Ben was about to ask the man’s name, but Arno carried on.

‘By 1794, just three years after Mozart’s death, Masonry in Austria had effectively been obliterated. Many murders were committed-some openly, some less openly. Poisoning was one of their most common means, and would have been the most suited to disposing of someone of Mozart’s increasing celebrity status. They had to be careful. Other, more obscure, Masons met with a far more violent end. Gustav Lutze, for instance.’

‘Who was he?’ Leigh asked.

‘He was the man Mozart wrote the letter to,’ Arno said. ‘A member of the same Viennese Masonic Lodge, Beneficence. Mozart was writing to warn him of the growing danger. The letter is dated the sixteenth of November 1791, and is perhaps the last one he ever wrote. Of course, the so-called experts believe that his last surviving letter was the one he wrote to his wife on the fourteenth of October, while she was away taking the waters in Baden. Idiots. In any case, the letter never reached its destination; it was too late.’

‘What happened to Lutze?’ Ben asked.

‘He was found dead on the twentieth of November 1791. Just two weeks before Mozart’s death. Lutze had been tied to a post and tortured to death. Disembowelled, his tongue hacked out. The secret police blamed a Freemason for the crime.’

Ben stood up, reaching in his pocket. ‘Professor, I want you to take a look at something.’ He took out the CD-ROM in its plastic case. ‘May I?’ He walked around the desk and loaded the disc into the computer.

‘What is this?’ Arno asked as the machine whirred into life.

‘Something Oliver saw the night he died,’ Ben said. ‘Just watch.’

Arno blinked bemusedly at the screen. Leigh stayed in her chair, not wanting to see the video-clip again.

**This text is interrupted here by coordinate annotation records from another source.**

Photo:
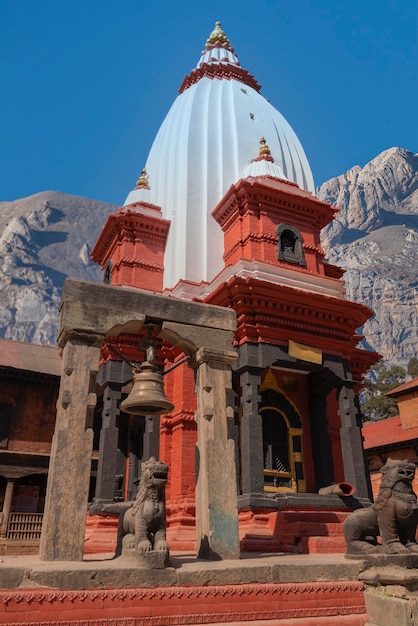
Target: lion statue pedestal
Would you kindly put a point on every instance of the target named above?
(142, 530)
(393, 517)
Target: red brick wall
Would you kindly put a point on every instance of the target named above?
(329, 603)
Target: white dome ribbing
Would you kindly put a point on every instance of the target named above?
(206, 143)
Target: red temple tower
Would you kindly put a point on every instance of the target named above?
(243, 234)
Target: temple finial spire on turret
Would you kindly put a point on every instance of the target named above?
(218, 35)
(142, 182)
(264, 164)
(264, 150)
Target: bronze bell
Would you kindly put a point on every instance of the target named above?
(147, 395)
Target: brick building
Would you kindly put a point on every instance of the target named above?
(395, 437)
(29, 384)
(220, 216)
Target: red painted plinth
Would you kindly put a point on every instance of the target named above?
(101, 534)
(332, 603)
(296, 531)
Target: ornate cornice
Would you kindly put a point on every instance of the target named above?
(37, 596)
(139, 263)
(219, 71)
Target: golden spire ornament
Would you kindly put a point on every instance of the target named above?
(218, 35)
(143, 180)
(264, 149)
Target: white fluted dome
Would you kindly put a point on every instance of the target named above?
(206, 143)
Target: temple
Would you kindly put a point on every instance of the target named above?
(224, 213)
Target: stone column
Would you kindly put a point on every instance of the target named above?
(7, 506)
(109, 434)
(355, 471)
(251, 435)
(64, 521)
(216, 493)
(319, 388)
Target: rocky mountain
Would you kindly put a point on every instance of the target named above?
(43, 239)
(46, 237)
(375, 238)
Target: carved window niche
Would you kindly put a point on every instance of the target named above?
(107, 276)
(6, 410)
(289, 246)
(282, 443)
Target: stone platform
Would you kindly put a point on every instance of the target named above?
(258, 589)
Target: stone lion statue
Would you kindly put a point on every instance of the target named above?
(143, 526)
(393, 517)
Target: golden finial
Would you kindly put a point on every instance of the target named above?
(143, 179)
(218, 35)
(264, 149)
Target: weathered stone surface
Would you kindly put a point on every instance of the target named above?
(392, 517)
(303, 571)
(186, 570)
(11, 577)
(216, 487)
(107, 310)
(387, 606)
(129, 574)
(64, 518)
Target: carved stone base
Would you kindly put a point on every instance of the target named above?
(152, 559)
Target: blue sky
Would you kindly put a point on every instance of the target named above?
(87, 83)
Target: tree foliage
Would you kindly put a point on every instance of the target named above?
(375, 405)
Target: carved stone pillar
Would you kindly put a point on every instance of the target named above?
(355, 471)
(321, 442)
(216, 494)
(251, 435)
(64, 521)
(7, 506)
(109, 434)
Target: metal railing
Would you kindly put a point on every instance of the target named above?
(25, 526)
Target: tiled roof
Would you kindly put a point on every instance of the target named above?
(387, 432)
(411, 384)
(30, 357)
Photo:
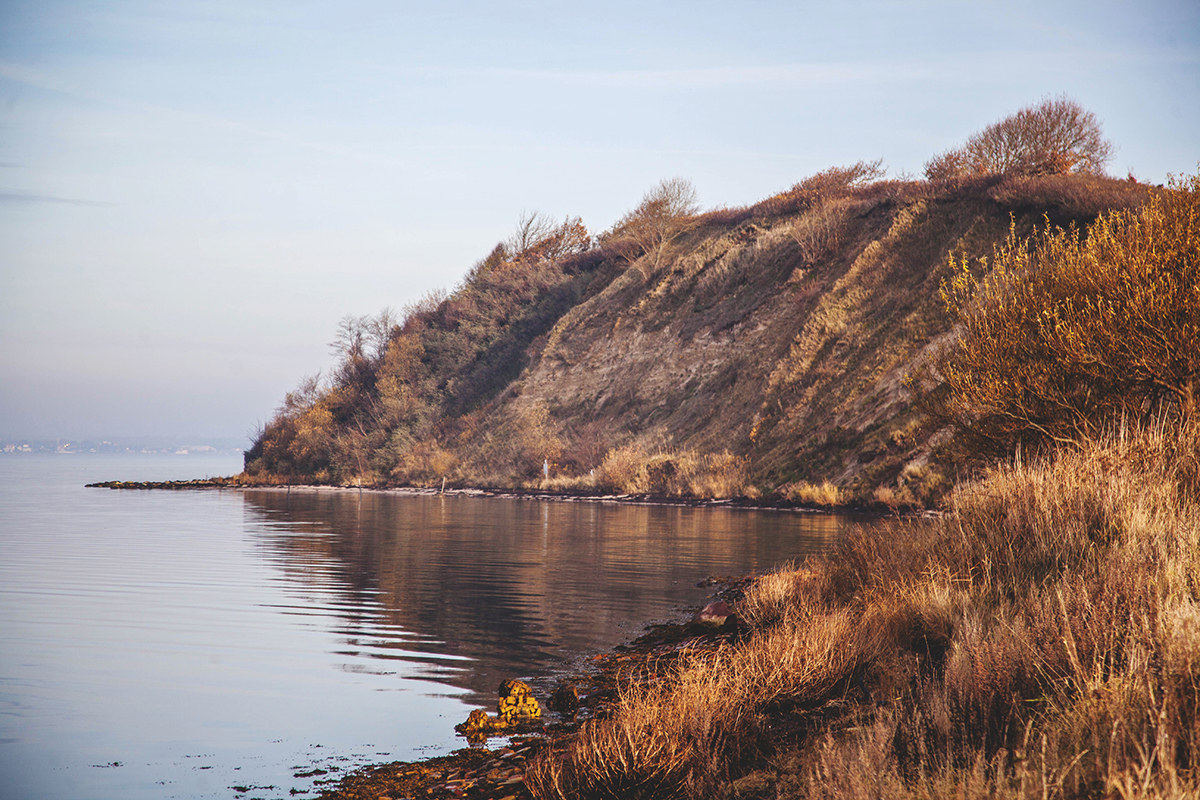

The images began to play. Ben watched the professor’s face as the clip went on. The victim was brought out. The macabre spectacle unfolded.

The old man’s eyes widened and his cheeks drained of colour. He pointed a trembling finger at the screen.

Ben reached across and paused the clip just before the victim’s tongue was cut out. In the frozen image the man’s face was contorted in terror. The blade was held high in the air, where it caught the candlelight.

Arno slumped in his chair. ‘Dio mio,’ he breathed, and wiped a trickle of sweat from his brow with a handkerchief. ‘So it is true.’

‘What’s true, Professor?’ Leigh asked.

Arno was about to reply when the window behind him exploded into the room and blood spattered across the computer screen.